Dès que Seminole Wind a suffisamment été proche – et elle est passée pas mal proche, croyez- moi ! – Paul est allé à l’avant du voilier pour attraper et fixer la corde qui nous était lancée pour le remorquage. J’avais le cœur dans les talons craignant pour la sécurité de ma Douce moitié. J’étais à la barre. Il y avait un semblant de direction qui, tant bien que mal, me permettait de maintenir le bateau relativement droit. On comprendra un peu plus tard la raison.
- Navigation dans le canal Dominique-Martinique
- BLÜ remorquée par Seminole Wind
Stealing Time, le second voilier, demeurait à proximité pour venir en aide en cas de besoin. Quand BLÜ fut bien attachée, Paul a installé la barre de secours afin de vérifier si nous avions de la direction. Le verdict fut négatif. Pendant que nous poursuivions notre route à la remorque de Seminole Wind, Stealing Time organisait l’arrivée à Saint-Pierre afin que nous puissions nous ancrer.
C’est ainsi que, lorsque nous nous sommes détachés de Seminole Wind, deux autres bons samaritains positionnaient leur dinghy, l’un à bâbord et l’autre à tribord, afin de diriger BLÜ vers une zone de mouillage sécuritaire. Paul vérifiait la profondeur et j’étais en avant pour m’occuper de l’ancrage. La zone de mouillage dans la baie de Saint-Pierre n’est pas très grande et nous avons dû nous ancrer dans 50 pieds de profondeur. Ce plateau de 50 pieds tombait rapidement à de plus grandes profondeurs. Nous avons ainsi jeté nos 200 pieds de chaîne et 50 pieds de câblot car nous étions à proximité d’un autre bateau. D’autant plus, de forts vents étaient annoncés pour la nuit et nous n’étions pas manœuvrant.
Avec la collaboration du CROSS AG, nous avons organisé le remorquage professionnel pour le lendemain matin. C’est ainsi que la Société Nationale de Sauvetage en mer est venue à notre rescousse pour nous remorquer vers Fort-de-France. Malgré la situation, nous étions soulagés de les voir arriver. Mais, nous n’étions pas au bout de nos peines car un autre problème de taille nous attendait !
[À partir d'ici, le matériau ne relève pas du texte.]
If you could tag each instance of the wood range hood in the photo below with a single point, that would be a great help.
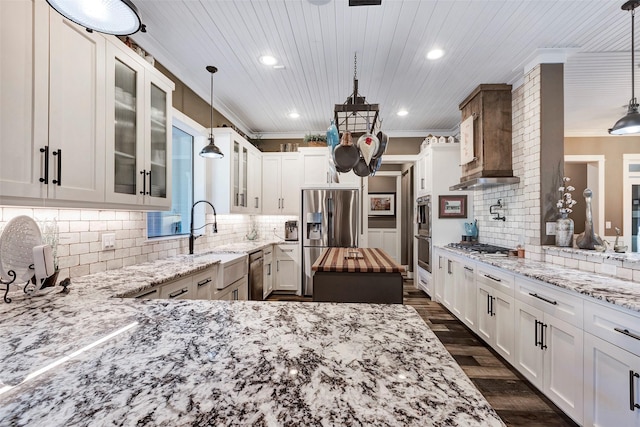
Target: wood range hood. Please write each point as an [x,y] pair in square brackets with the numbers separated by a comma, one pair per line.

Le guindeau a commencé à faire des siennes lorsque l’épissure qui sépare le câblot de la chaîne est passée dans le guindeau, cassant le déflecteur de la chaîne. Cette pièce permet de diriger la chaîne dans le puits du bateau. Plan B : en une heure, petit à petit et avec beaucoup de patience, Paul a réussi à remonter le câblot et toute la chaîne. Dès que l’ancre fut arrivée au bord du davier, nous étions presqu’en joie retenant notre souffle. Mais, cette joie s’est rapidement transformée en consternation. L’ancre et la chaîne défilant à la vitesse de l’éclair pour retourner dans les profondeurs de la baie, plus exactement à 126 pieds. Tout le câblot s’est déroulé jusqu’au nœud d’arrêt final retenant le tout au bateau. Heureusement. Finalement, nous avons attaché une longue corde au bout du câblot avec un flotteur afin de repérer le tout et le récupérer lorsque le safran serait réparé. Nous avons aussi mémorisé la position au GPS. Nous espérons que le flotteur sera toujours là !
- Remorquage Société Nationale de Sauvetage en mer
- Cyrille aux commandes
- On se met à l’épaule à la renverse pour rentrer dans la rampe de mise à l’eau!
Je passe sur les détails entourant l’excellent travail de la Société Nationale de Sauvetage en mer. Ce serait trop long à expliquer. Jean-Marc, Cyrille et leur équipe ont exécuté un travail hors-pairs tout le long du trajet. Mais, la prouesse finale fut de réussir à nous rentrer de façon sécuritaire entre les deux murs de béton de la rampe de mise à l’eau au chantier de Carène Antilles, quai des Tourelles, à Fort-de-France. Kudos à cette équipe tant fantastique qu’humaine !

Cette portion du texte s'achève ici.